For sales of joint venture interests, a discloser should confirm what type of confidentiality agreement is actually required under the joint venture agreement. Some joint venture agreements only require a bidder to sign a confidentiality deed poll in favour of the other participants. Limiting confidential documents to a deed poll will accelerate finalisation of that document (and therefore the transaction) and would also be beneficial for bidders who may be sensitive about disclosing their identity to other participants.

What happens when a bidder does not comply?

Where a confidentiality agreement has been properly executed, an unauthorised disclosure of confidential information by the recipient would constitute a breach of contract. In many cases the document itself will set out a dispute resolution mechanism. In the absence of this type of clause, the usual breach of contract remedies are available to the discloser, which may include seeking an injunction to prevent any threatened disclosure.

As well as a claim in contract, it might also be possible for the discloser to claim against a bidder in equity for a breach of a duty of confidence. Successfully arguing this position would mean that the discloser would have access to a range of additional equitable remedies which would not be available for the common law breach of contract claim. Notably this would include an account of any profits that had been generated from the breach.

It is clear from recent case law that this claim is not available in situations where there is a written confidentiality agreement, especially where that document includes an 'entire agreement' clause. It is important to keep this in mind when negotiating a confidentiality agreement – for the discloser to negotiate out of the document and the bidder to negotiate its inclusion.

What happens when a bidder's representative does not comply?

It is standard for a confidentiality agreement to extend to a bidder and its directors, officers, employees, agents and advisors (Representatives) who need to access various types of information in the process of negotiating a potential M&A transaction. A discloser should ensure that the bidder is responsible under the terms of the confidentiality agreement for any breach by those Representatives. In that way, the same remedies will be available to a discloser who suffers damage as a result of a Representative not complying with the confidentiality agreement.

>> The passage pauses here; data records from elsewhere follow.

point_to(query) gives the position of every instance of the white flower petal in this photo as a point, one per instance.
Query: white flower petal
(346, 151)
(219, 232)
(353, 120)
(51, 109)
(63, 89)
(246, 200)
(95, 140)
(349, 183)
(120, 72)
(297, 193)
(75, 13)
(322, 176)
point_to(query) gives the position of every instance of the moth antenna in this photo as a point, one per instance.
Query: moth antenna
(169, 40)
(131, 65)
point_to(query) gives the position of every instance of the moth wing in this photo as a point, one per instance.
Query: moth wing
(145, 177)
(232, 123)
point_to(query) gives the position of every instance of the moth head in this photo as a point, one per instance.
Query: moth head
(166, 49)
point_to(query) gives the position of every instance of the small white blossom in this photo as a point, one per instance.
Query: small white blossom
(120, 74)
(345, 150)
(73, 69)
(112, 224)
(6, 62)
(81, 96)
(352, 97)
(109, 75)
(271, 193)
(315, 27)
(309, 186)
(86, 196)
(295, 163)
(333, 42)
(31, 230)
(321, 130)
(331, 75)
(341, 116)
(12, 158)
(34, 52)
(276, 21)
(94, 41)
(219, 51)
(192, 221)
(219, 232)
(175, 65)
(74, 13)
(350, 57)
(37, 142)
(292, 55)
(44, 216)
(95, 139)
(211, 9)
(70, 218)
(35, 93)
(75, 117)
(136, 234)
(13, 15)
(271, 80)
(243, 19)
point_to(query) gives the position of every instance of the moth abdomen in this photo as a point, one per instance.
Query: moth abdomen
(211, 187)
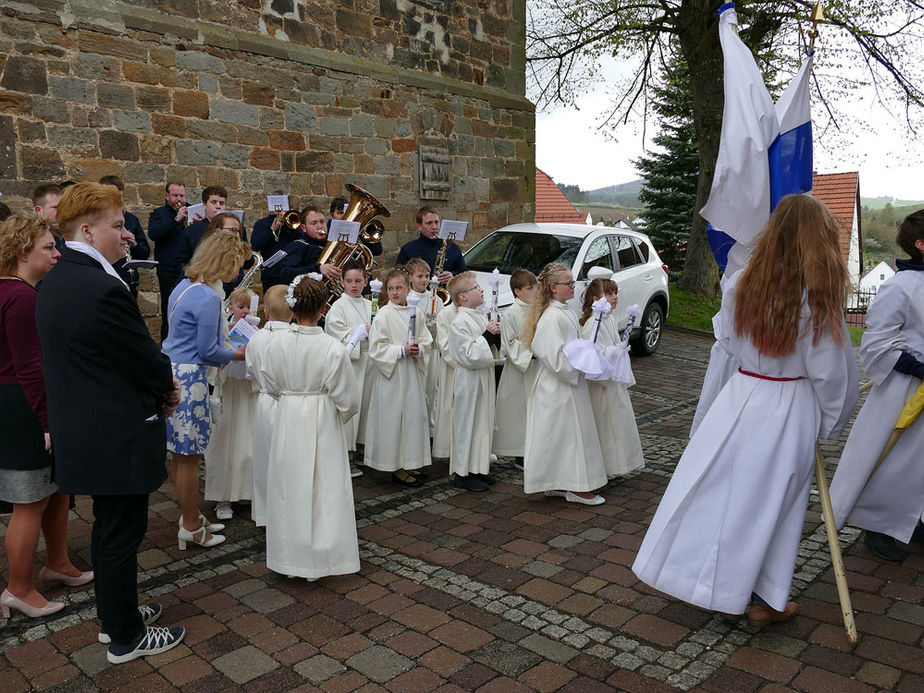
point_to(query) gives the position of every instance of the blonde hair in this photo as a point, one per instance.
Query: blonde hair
(798, 254)
(274, 302)
(85, 203)
(598, 288)
(219, 256)
(455, 284)
(541, 300)
(18, 236)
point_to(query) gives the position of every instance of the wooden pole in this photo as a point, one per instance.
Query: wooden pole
(837, 560)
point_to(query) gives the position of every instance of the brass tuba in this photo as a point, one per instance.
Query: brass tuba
(362, 208)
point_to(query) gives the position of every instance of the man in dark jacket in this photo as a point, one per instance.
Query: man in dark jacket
(165, 227)
(109, 388)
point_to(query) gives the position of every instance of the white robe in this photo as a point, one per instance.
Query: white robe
(310, 521)
(731, 519)
(613, 413)
(516, 379)
(261, 345)
(472, 394)
(229, 455)
(562, 449)
(893, 500)
(397, 431)
(442, 433)
(345, 313)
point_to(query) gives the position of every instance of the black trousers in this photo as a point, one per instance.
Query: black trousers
(119, 525)
(167, 279)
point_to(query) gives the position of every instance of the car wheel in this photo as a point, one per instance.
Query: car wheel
(649, 336)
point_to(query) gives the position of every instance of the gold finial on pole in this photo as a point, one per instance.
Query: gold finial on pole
(818, 16)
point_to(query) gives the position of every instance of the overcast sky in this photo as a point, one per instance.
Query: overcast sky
(572, 149)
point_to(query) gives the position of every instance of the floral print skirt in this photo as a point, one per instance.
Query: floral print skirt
(189, 427)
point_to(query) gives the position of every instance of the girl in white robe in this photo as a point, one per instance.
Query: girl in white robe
(442, 433)
(349, 310)
(889, 501)
(310, 521)
(397, 429)
(518, 372)
(613, 413)
(473, 386)
(727, 530)
(563, 456)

A bidder should seek to protect itself by:

  • limiting the wording so that it provides 'reasonable endeavours' to ensure that its Representatives do not breach the confidentiality agreement, and
  • limiting the application of some of the clauses of the confidentiality agreement from applying to its Representatives (such as standstill provisions or non-solicit provisions) or wholly in circumstances where the Representative is also a party to the transaction.

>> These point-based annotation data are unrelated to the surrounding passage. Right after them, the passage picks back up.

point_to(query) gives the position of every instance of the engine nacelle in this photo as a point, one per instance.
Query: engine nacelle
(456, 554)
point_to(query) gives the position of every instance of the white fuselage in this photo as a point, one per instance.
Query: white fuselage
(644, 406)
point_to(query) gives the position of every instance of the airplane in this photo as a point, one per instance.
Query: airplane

While remedies are available to a discloser where a bidder or its Representative has breached the terms of the confidentiality agreement, a discloser would need to weigh the financial pros and cons before taking action given the high burden of proof to demonstrate that the relevant damage was caused by the breach.

Final thoughts

Negotiations of confidentiality agreements can really set the tone of the forthcoming M&A transaction. It is important for parties to take a few extra moments to consider confidentiality agreements for the reasons set out in this article, including to get bidders through the door.

The content of this article is intended to provide a general guide to the subject matter. Specialist advice should be sought about your specific circumstances.